Não, novamente não. Não significa que as mulheres sejam somente isso para nós, homens, mas a transformação delas em seres-humanos acontece em um estágio posterior da interação social, mesmo que esse processo seja tão instantâneo ou imperceptível quanto a “volta” de um elétron em torno do núcleo atômico. (“Volta” porque esse modelo de elétron que orbtita o núcleo igual planeta em torno de estrela é tão velho e superado quanto o modelo medieval de mundo plano.) Pode ser que demore muito mais, é bem verdade, o que invariavelmente é uma infelicidade para a parte feminina da relação, mas, em todo caso, é a partir desse novo patamar que surgem as amigas, as namoradas, as amantes, as paixões, o amor e tudo mais que se dá entre um homem e uma mulher na esfera psicológica. Especificamente quando se trata de uma relação conjugal, as chances de sucesso são naturalmente maiores quando a mulher unifica os dois papéis, o de ser-humano e o de comida.
Não é à toa que usamos um mesmo verbo para alimentação e sexo – a analogia é realmente adequada.
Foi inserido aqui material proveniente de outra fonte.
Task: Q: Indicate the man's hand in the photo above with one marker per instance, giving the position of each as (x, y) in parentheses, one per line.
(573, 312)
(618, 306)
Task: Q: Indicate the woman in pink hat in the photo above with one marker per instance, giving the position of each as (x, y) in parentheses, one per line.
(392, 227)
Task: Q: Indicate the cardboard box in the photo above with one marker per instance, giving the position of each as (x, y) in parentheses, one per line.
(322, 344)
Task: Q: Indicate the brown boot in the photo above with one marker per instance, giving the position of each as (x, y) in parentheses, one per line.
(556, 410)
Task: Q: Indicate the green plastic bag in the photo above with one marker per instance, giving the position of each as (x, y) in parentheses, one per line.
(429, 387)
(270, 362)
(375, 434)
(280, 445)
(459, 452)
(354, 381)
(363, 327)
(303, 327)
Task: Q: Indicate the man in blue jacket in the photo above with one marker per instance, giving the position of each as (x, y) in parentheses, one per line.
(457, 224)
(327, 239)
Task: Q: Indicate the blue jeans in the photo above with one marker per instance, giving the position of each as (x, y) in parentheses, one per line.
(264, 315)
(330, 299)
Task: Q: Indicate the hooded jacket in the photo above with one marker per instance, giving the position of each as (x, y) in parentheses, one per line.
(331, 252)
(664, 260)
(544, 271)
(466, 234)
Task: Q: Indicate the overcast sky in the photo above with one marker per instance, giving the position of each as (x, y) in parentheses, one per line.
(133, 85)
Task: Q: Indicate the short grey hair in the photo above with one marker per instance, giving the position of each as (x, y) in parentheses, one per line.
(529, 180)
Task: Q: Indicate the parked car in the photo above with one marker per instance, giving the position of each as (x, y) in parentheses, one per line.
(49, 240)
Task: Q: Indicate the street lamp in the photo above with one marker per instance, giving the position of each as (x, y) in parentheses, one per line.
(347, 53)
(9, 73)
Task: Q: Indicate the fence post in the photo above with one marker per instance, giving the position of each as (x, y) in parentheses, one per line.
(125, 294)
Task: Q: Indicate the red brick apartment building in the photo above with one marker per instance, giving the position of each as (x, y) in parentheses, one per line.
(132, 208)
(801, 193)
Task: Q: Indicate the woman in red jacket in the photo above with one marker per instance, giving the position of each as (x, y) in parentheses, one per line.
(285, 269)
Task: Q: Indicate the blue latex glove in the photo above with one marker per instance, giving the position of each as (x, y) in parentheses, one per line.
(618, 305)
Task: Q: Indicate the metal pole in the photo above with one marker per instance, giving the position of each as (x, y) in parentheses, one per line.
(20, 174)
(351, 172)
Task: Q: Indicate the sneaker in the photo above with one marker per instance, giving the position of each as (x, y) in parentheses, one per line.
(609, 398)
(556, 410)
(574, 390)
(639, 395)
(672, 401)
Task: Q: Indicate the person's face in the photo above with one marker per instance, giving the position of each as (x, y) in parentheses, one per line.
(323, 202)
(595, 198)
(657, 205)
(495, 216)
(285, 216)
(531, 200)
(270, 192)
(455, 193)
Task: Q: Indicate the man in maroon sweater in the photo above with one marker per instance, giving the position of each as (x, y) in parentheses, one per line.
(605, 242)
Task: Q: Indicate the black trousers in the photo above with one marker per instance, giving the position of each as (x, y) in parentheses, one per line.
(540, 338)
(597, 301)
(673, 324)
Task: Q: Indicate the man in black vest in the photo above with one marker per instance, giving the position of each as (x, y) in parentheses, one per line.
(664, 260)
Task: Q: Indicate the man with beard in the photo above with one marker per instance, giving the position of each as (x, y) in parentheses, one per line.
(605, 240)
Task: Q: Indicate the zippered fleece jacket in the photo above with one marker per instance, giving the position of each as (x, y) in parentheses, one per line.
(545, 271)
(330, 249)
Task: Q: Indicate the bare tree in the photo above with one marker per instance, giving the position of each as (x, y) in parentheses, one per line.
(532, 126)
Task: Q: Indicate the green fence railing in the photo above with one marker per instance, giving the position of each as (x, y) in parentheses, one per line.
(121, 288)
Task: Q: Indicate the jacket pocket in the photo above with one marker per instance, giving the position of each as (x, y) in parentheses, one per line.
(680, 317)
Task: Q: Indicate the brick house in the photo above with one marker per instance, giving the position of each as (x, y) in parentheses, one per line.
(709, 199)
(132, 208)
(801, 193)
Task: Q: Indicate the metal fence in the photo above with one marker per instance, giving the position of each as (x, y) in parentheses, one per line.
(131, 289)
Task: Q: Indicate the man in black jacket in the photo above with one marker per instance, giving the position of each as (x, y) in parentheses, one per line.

Assim como podemos optar por restringir nossa alimentação, é perfeitamente aceitável que opte-se por adotar restrições na vida sexual, ou que se associe a questão conjugal a exclusividade sexual. É algo que está, obviamente, relacionado a padrões culturais, sociais, psicológicos, etc. O que não significa que as coisas mudem para o homem, que as outras mulheres deixem de ser o que são em sua forma mais elementar: comida. O que também não implica em um único padrão de comportamento masculino, uma vez que a razão nos permite optar quando e como usar os instintos. Existem modelos de relacionamento também, embora menos comuns, que separam a questão de amor e sexo, como acontece entre pessoas ligadas à indústria de entretenimento pornográfico, etc. É pura questão da semântica aplicada aos elementos da vida, e não há qualquer regra regra obrigatória, a não ser aquelas que escolhemos seguir.
Não me culpem por dizer isso assim de forma tão direta. Se posso assumir isso é porque tenho aquilo que o restante dos animais não têm: pensamento racional. E é justamente isso que torna plenamente possível ver o gênero feminino da espécie humana como algo além de um pedaço de carne, não raro imensamente superior, mais belo, mais complexo, mais admirável e mais fascinante. Não obstante, muitas vezes ainda assim um belo e apetitoso pedaço de carne. Que mal há nisso, afinal?
Corro o risco de ser acusado de porco-chauvinista e todos os outros adjetivos lugar-comum que o feminismo está acostumado a usar, e não me importo. Quem tiver olhos honestos para o mundo entenderá aonde quero chegar com essas palavras e não fará julgamentos em função delas.